Killian and fellow scientists from Rice and the University of Texas MD Anderson Cancer Center co-founded Nano3D Biosciences in 2009 after creating a technology that uses magnetism to levitate and grow 3D cell cultures.
The technology relies on inert, nontoxic magnetic nanoparticles that are inserted into the living cells. Researchers can then use magnets to lift and suspend the cells as they grow and divide.
“Growing realistic lung tissues in vitro is a particular challenge,” said study co-author Jane Grande-Allen, professor of bioengineering at Rice. “There are a number of technical obstacles, and scientific funding agencies have placed a particular emphasis on lung tissue because there’s a large potential payoff in terms of reducing costs for pharmaceutical and toxicological testing.”
Nano3D Biosciences won a Small Business Innovation Research (SBIR) grant from the National Science Foundation (NSF) in 2011 to create a four-layered lung tissue from endothelial cells, smooth muscle cells, fibroblasts, and epithelial cells.
A student team, Cells in 3-D, worked on a magnetic pen that could be used to grab, move and combine magnetized 3D cell cultures. It was used to create layered bronchiole tissues for this new study.
The researchers said the new tissue resembles native bronchiole tissue more closely than any other tissue yet created in the lab.
Realistic testing of airborne toxins
Glauco Souza, the company’s chief scientific officer, said bronchiole tissue could solve another problem that’s frequently encountered in testing the toxicity of airborne agents.

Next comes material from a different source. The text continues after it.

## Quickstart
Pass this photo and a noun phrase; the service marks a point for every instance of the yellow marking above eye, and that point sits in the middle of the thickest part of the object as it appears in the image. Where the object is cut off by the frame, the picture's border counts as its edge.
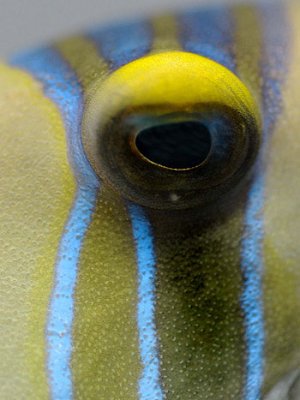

“With traditional 2-D cultures, it is very difficult to culture cells at the air-liquid interface, which is what you’d prefer for toxicity testing,” he said. “With our technology, we can easily levitate the bronchiole tissue to the air-liquid interface so that airborne toxins are exposed to the epithelial layer of the tissue, just as it would occur in the lungs.”
The researchers have already used the same methods pioneered in the bronchiole study to produce heart valve tissue. The NSF has awarded the company with a second phase of SBIR funding to further develop the technique for other types of tissue.
The research was funded by NSF and the Texas Emerging Technologies Fund.